The current Australian government made an election promise in 2007 to take ban imports of “illegal” timber.

This is premised upon the Green assertion that most forestry within the Asia-Pacific region is illegal. The prospective ban includes paper, one of Indonesia’s major exports.

The Yudhoyono government has already acted decisively to curtail illegal logging. The Australian forests minister has even acknowledged Indonesia’s share of imports to Australia is small.  

Yet advice commissioned by the Australian government stated that any hard measure against imports will do little to stop illegal logging, and raise costs for both exporters and Australian consumers.  

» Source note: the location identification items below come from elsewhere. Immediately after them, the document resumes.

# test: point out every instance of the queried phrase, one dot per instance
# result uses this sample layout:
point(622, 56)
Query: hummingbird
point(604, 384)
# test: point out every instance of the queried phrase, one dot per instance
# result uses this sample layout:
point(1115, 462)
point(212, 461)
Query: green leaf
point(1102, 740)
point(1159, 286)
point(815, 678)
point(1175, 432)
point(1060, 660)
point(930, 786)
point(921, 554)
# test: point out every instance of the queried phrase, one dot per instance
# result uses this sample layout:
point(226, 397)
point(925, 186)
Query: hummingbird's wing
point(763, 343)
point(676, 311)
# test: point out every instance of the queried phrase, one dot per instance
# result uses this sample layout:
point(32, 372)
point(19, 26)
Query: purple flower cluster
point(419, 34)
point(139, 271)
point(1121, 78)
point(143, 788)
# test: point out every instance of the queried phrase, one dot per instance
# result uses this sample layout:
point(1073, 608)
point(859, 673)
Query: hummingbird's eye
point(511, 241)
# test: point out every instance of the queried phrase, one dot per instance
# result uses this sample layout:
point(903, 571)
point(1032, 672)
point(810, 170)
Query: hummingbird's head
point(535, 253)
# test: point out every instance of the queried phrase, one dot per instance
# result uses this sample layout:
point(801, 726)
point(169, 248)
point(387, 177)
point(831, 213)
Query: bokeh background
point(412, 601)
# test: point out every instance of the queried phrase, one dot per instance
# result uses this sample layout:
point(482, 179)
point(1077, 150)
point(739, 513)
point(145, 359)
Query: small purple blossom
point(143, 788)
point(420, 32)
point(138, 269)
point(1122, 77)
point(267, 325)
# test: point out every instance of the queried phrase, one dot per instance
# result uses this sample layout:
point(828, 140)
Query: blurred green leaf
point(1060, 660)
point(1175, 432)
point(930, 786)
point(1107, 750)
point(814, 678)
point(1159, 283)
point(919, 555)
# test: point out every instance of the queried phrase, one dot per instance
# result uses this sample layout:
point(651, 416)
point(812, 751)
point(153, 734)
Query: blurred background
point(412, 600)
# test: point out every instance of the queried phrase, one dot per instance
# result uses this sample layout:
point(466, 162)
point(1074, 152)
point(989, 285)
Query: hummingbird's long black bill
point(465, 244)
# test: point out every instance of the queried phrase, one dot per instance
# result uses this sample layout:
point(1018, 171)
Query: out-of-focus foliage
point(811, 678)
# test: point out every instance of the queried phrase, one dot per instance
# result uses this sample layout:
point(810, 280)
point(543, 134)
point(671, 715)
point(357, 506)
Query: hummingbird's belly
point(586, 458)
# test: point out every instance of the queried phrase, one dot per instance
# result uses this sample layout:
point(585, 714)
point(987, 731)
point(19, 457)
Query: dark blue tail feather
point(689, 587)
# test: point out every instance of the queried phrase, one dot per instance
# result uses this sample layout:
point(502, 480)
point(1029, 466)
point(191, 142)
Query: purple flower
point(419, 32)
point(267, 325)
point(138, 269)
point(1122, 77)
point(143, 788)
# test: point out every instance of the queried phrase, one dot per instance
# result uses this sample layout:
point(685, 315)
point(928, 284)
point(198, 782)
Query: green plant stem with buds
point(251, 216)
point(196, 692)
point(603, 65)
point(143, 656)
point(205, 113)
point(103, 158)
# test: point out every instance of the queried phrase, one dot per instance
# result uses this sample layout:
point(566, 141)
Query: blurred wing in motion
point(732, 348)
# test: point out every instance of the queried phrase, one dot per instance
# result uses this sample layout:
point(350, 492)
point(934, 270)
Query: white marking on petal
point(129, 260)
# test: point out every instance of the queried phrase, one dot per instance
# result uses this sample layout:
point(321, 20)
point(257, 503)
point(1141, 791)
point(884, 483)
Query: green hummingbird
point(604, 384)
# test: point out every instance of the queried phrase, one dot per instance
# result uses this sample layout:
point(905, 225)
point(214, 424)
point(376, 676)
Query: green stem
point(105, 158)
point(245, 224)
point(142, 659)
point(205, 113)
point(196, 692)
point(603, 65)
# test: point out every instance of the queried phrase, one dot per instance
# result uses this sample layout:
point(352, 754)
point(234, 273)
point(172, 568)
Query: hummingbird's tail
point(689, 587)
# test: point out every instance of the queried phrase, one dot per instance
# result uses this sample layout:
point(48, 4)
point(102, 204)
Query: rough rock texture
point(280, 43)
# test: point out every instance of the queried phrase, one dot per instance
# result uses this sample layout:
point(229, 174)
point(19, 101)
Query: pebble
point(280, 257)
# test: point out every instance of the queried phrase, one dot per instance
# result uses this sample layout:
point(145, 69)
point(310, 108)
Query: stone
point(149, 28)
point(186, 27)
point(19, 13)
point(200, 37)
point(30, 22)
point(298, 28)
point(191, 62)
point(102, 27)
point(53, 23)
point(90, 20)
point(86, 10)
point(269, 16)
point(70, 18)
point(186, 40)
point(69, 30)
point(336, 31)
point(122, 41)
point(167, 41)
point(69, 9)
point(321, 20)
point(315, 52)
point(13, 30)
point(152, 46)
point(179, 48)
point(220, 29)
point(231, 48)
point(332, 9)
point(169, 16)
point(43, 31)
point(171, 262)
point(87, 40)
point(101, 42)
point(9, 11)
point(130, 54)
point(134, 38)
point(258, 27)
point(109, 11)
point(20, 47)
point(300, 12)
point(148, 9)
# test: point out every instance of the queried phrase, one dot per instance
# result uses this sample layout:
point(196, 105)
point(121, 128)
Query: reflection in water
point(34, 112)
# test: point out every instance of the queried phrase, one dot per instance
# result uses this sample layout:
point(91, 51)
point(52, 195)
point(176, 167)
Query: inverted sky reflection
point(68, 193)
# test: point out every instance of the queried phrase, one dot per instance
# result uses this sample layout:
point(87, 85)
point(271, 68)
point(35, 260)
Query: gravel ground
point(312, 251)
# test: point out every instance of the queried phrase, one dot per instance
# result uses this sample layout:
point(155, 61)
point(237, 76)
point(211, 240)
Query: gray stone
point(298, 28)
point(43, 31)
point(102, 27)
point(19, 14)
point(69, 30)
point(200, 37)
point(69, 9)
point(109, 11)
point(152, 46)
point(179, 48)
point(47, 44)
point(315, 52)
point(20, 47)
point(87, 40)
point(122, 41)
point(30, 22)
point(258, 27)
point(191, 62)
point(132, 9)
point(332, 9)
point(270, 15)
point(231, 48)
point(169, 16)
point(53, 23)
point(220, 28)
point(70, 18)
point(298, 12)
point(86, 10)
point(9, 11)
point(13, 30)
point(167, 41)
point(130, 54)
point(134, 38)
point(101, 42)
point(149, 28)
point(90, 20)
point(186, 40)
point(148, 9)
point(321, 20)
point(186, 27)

Canberra has already indicated it will ignore this advice and implement a measure that targets products from Indonesia, Malaysia and Papua New Guinea.

Australia has already committed to work closely with these three governments to tackle the root causes of illegal logging.

Why then proceed with a trade measure that will seemingly benefit no one?

The answer is political.     A national election is due by the end of the year and the Rudd government has started to look shaky. In Australia’s large, fashionable cities there are groups of Green voters that might just tip a few current parliamentarians out of office.

And in Australia’s industrial rural regions, uncompetitive paper manufacturers and unionized labour have joined the fray.

Last year they accused cheap imports from Indonesia of adversely impacting the Australian paper industry. Australia’s customs agency concluded it was the arrival of more competitive Australian paper manufacturers that was making business tougher.

They have also lobbied major Australian purchasers to cease purchasing Indonesian paper.  

The Australian government response to this trade politicking has been curious.

Standing policy rejects trade measures on environmental grounds.

Australia has consistently opposed the use of environmental trade bans. It also strongly supports expansion of trade with its neighbors and has proposed new trade agreements with Indonesia, Malaysia and Papua New Guinea.

Yet on the trade restrictions aimed at important Indonesian exports, it has been silent.

If the Australian government leans towards the Green position, it would give credence to a mistaken version of environmental “protection”. This would not solve any environmental problems.

Moreover, this would undermine efforts both in Canberra and Jakarta to increase trade and economic growth — and therefore reduce poverty.



The writer  is a former Australian ambassador to the GATT, the predecessor of the WTO and is chairman of World Growth, a free market NGO based in Washington.